In light of increasing economic slack here and abroad, the Committee expects that inflation will remain subdued. Moreover, the Committee sees some risk that inflation could persist for a time below rates that best foster economic growth and price stability in the longer term.
In these circumstances, the Federal Reserve will employ all available tools to promote economic recovery and to preserve price stability. The Committee will maintain the target range for the federal funds rate at 0 to 1/4 percent and anticipates that economic conditions are likely to warrant exceptionally low levels of the federal funds rate for an extended period.

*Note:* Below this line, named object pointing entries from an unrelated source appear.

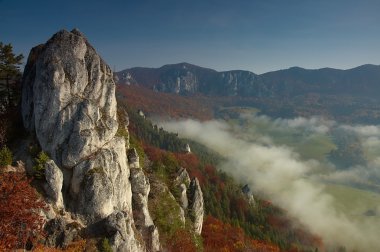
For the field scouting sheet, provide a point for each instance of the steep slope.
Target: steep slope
(69, 104)
(184, 78)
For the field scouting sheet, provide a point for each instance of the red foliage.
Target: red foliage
(20, 221)
(181, 241)
(154, 154)
(165, 104)
(218, 236)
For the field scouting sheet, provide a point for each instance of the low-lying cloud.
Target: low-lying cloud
(286, 178)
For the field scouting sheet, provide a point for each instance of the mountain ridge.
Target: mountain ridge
(184, 78)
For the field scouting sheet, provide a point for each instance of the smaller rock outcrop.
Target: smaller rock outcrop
(187, 148)
(182, 182)
(54, 183)
(118, 226)
(196, 205)
(140, 192)
(133, 158)
(246, 190)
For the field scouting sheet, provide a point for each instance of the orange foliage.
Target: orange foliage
(154, 154)
(218, 236)
(77, 246)
(19, 206)
(192, 165)
(181, 241)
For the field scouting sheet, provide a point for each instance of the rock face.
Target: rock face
(140, 193)
(196, 207)
(191, 198)
(54, 183)
(69, 103)
(69, 98)
(118, 226)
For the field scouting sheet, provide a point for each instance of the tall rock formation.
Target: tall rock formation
(69, 103)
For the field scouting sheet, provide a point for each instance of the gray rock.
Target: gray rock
(183, 200)
(60, 233)
(54, 183)
(196, 205)
(143, 221)
(182, 177)
(133, 158)
(69, 103)
(68, 98)
(100, 185)
(119, 228)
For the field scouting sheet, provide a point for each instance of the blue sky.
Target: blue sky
(255, 35)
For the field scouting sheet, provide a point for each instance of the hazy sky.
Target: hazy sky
(255, 35)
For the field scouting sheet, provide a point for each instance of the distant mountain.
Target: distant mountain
(184, 78)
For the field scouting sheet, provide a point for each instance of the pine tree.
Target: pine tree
(9, 73)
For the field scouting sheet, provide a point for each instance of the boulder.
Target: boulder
(118, 226)
(140, 192)
(54, 183)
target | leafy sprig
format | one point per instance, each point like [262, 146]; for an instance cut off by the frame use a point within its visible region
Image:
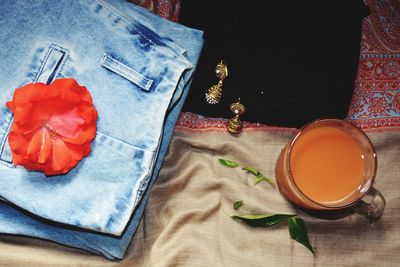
[296, 226]
[259, 176]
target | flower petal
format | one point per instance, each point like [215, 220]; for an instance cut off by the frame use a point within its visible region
[61, 159]
[18, 142]
[35, 145]
[46, 148]
[85, 136]
[66, 124]
[53, 125]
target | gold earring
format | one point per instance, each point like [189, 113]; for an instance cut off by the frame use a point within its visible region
[234, 124]
[213, 95]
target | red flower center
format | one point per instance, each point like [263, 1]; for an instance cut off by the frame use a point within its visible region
[53, 126]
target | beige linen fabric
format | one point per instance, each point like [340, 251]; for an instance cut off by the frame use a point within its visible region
[187, 223]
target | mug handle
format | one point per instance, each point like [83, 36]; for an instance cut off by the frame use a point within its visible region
[371, 206]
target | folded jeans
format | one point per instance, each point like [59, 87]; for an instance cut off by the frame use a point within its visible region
[15, 221]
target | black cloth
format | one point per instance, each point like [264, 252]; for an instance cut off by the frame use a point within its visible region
[290, 62]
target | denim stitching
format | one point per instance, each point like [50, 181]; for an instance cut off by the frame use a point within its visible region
[126, 72]
[129, 22]
[43, 64]
[64, 59]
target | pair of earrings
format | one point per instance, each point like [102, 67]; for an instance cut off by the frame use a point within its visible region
[213, 96]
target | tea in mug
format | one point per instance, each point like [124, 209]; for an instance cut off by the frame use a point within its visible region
[327, 164]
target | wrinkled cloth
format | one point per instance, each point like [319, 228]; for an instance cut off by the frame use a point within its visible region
[16, 221]
[187, 223]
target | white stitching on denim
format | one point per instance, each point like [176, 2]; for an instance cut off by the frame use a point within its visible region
[126, 72]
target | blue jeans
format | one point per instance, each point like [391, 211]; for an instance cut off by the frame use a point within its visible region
[180, 50]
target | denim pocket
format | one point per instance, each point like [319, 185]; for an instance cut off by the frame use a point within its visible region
[50, 67]
[127, 72]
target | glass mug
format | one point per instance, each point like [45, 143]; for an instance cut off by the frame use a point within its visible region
[330, 164]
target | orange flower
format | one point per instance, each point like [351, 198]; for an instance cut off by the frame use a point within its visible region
[53, 125]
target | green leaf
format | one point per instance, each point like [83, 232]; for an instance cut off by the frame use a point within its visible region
[298, 232]
[237, 204]
[252, 170]
[265, 220]
[228, 163]
[264, 178]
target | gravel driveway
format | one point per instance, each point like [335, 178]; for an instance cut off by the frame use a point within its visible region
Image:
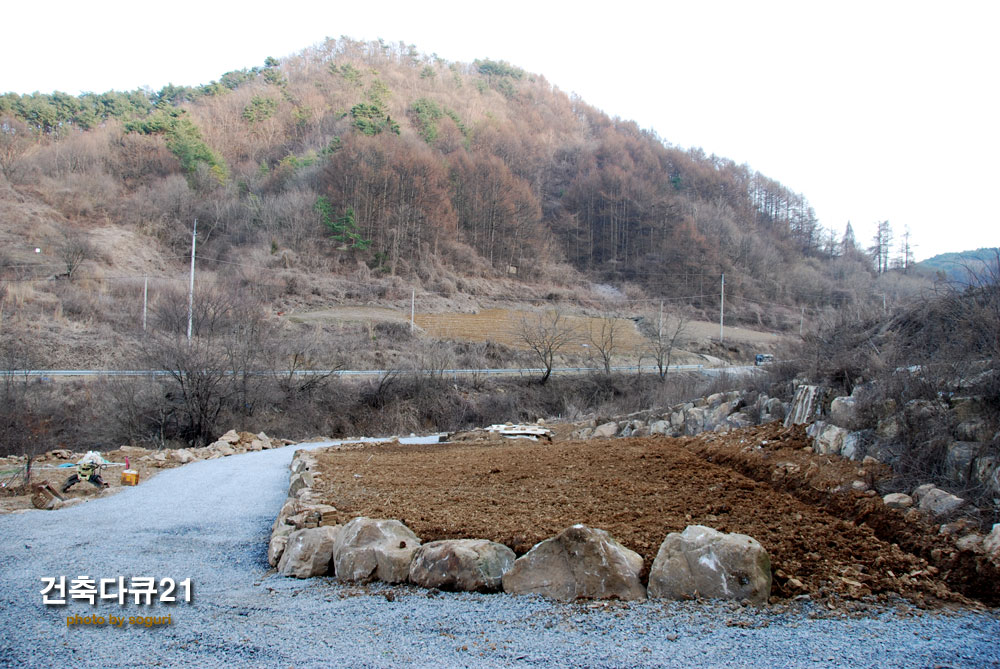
[209, 521]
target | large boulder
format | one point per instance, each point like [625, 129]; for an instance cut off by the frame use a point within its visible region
[694, 421]
[578, 563]
[605, 431]
[703, 562]
[991, 544]
[369, 548]
[987, 473]
[958, 461]
[805, 405]
[307, 552]
[299, 481]
[830, 441]
[461, 564]
[660, 427]
[898, 500]
[938, 502]
[276, 546]
[844, 412]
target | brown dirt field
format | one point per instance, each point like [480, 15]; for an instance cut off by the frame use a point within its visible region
[639, 489]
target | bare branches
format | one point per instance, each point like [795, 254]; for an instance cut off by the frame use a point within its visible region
[546, 334]
[602, 337]
[669, 332]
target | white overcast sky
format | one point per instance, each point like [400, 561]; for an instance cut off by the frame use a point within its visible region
[872, 110]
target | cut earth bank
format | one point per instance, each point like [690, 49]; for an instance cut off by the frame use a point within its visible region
[843, 546]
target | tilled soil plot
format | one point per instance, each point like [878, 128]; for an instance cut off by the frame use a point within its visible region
[520, 492]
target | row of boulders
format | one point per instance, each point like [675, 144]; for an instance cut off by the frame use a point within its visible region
[578, 563]
[719, 412]
[970, 458]
[965, 462]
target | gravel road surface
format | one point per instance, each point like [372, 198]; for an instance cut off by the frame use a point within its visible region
[209, 521]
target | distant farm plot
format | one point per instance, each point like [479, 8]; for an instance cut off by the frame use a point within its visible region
[503, 326]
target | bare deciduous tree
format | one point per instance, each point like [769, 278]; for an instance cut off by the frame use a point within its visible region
[603, 337]
[670, 330]
[546, 334]
[74, 251]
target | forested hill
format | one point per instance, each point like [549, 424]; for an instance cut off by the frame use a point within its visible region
[353, 153]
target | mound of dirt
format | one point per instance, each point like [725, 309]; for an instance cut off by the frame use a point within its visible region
[519, 493]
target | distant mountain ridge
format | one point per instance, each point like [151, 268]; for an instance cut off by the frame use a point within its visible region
[956, 266]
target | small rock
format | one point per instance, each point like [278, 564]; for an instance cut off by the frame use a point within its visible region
[897, 500]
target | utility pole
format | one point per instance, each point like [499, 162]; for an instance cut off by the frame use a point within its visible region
[194, 238]
[722, 306]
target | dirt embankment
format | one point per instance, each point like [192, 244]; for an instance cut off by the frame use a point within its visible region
[640, 489]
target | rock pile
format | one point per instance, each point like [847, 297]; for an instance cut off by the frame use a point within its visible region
[719, 412]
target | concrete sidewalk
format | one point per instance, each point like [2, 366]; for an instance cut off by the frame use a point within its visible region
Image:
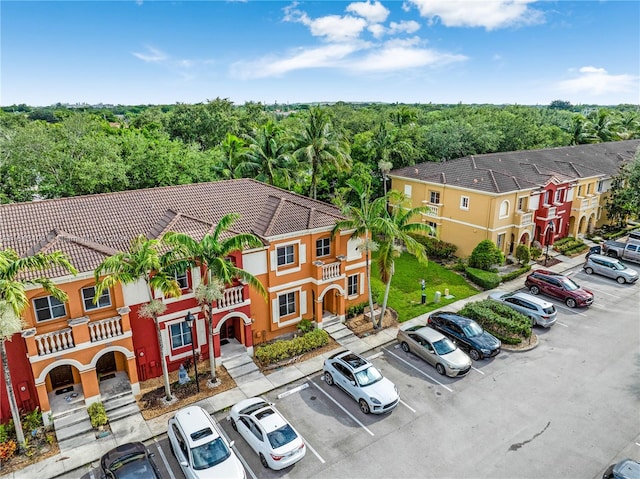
[135, 428]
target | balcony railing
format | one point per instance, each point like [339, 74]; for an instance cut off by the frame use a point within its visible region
[231, 297]
[105, 329]
[330, 271]
[54, 341]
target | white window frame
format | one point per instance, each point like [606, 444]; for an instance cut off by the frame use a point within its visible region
[50, 308]
[88, 303]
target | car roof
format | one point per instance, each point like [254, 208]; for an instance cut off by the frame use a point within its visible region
[197, 425]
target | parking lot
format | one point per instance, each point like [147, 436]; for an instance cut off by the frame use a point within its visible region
[568, 408]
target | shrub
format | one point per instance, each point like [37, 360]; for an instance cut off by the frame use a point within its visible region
[485, 279]
[285, 349]
[522, 254]
[485, 255]
[97, 414]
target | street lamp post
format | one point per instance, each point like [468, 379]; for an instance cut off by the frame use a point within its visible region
[550, 230]
[190, 319]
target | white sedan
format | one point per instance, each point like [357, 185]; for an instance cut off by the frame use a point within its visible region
[267, 432]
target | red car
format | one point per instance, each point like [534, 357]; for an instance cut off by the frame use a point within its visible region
[558, 286]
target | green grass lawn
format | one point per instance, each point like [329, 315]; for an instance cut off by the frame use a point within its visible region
[405, 293]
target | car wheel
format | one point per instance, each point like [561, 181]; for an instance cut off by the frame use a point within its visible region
[328, 378]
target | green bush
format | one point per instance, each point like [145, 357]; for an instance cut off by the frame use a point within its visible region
[485, 279]
[485, 255]
[522, 254]
[506, 324]
[285, 349]
[516, 273]
[97, 414]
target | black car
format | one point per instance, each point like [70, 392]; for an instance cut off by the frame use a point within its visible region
[467, 334]
[129, 461]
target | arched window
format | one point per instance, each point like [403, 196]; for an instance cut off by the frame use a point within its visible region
[504, 209]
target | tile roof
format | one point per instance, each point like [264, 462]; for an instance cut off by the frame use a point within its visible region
[90, 228]
[516, 170]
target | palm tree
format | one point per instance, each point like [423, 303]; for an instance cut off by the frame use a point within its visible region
[267, 157]
[143, 261]
[320, 146]
[394, 232]
[363, 220]
[212, 253]
[14, 277]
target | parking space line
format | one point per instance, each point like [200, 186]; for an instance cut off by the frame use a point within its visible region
[313, 451]
[345, 411]
[419, 370]
[409, 407]
[164, 459]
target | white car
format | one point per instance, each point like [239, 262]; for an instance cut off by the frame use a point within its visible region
[362, 381]
[199, 446]
[267, 432]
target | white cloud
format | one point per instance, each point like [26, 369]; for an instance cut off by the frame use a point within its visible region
[373, 12]
[491, 15]
[598, 82]
[153, 55]
[402, 55]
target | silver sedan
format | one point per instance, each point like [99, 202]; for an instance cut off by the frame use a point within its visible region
[436, 349]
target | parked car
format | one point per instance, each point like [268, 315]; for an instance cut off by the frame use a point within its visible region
[539, 311]
[466, 333]
[268, 433]
[625, 469]
[200, 447]
[558, 286]
[129, 461]
[611, 268]
[436, 349]
[362, 381]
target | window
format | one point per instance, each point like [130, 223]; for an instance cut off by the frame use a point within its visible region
[285, 255]
[287, 303]
[48, 308]
[558, 196]
[180, 335]
[182, 279]
[504, 209]
[352, 285]
[88, 295]
[323, 247]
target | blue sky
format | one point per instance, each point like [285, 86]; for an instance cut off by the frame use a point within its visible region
[412, 51]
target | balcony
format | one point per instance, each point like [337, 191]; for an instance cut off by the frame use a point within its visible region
[230, 298]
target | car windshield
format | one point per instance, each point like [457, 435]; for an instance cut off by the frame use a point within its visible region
[281, 436]
[210, 454]
[569, 285]
[368, 376]
[472, 330]
[444, 346]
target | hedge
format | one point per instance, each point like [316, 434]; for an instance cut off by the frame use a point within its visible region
[506, 324]
[486, 279]
[285, 349]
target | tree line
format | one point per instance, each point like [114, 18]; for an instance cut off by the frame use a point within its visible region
[310, 149]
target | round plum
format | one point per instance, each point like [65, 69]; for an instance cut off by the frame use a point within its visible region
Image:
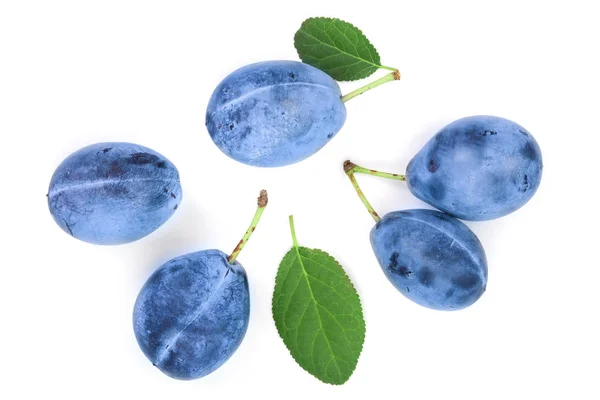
[274, 113]
[192, 314]
[113, 193]
[431, 258]
[477, 168]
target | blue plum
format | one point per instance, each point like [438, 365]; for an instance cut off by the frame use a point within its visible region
[192, 314]
[274, 113]
[477, 168]
[431, 258]
[113, 193]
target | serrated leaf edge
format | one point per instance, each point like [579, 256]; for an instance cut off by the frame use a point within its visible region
[362, 318]
[351, 55]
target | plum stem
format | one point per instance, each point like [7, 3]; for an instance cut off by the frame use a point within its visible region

It goes on to state that its goal is to bring long term rates down farther by buying “up to an additional $750 billion of agency mortgage-backed securities”, “$300 billion of longer-term Treasury securities over the next six months” and “agency debt this year by up to $100 billion”. The Fed is aggressively using its balance sheet to inject liquidity into the financial system since the already low fed funds rate target is technically as low as it can get now. The Fed is hinting that we may be looking at the recession’s trough soon. Given the release of today’s 1st Quarter GDP, we can only hope and pray.
From Market Watch:
The central bank’s Federal Open Market Committee said that spending has stabilized and that the pace of the downturn appeared to be somewhat slower. The economy could remain weak in coming month but policy actions and “market forces” were aligned to create a gradual upturn, the statement said.
Fed watchers saw little drama in today’s announcement.
“The only major difference between today’s statement and the previous one on March 18 is that today’s cited the fact that most evidence points to a slowing rate of economic decline. Anyone with two eyes and a brain knows this to be the case,” wrote Josh Shapiro, chief U.S. economist at MFR Inc. in a note to clients.
Economists had expected the policy-setting panel to maintain the status quo. The FOMC kept its target interest rate unchanged at an ultra-low 0%-to-0.25% range.
The economy has fared dismally over the past six months — collapsing by the sharpest rate in more than 50 years. The unemployment rate has spiked and business investment has slowed.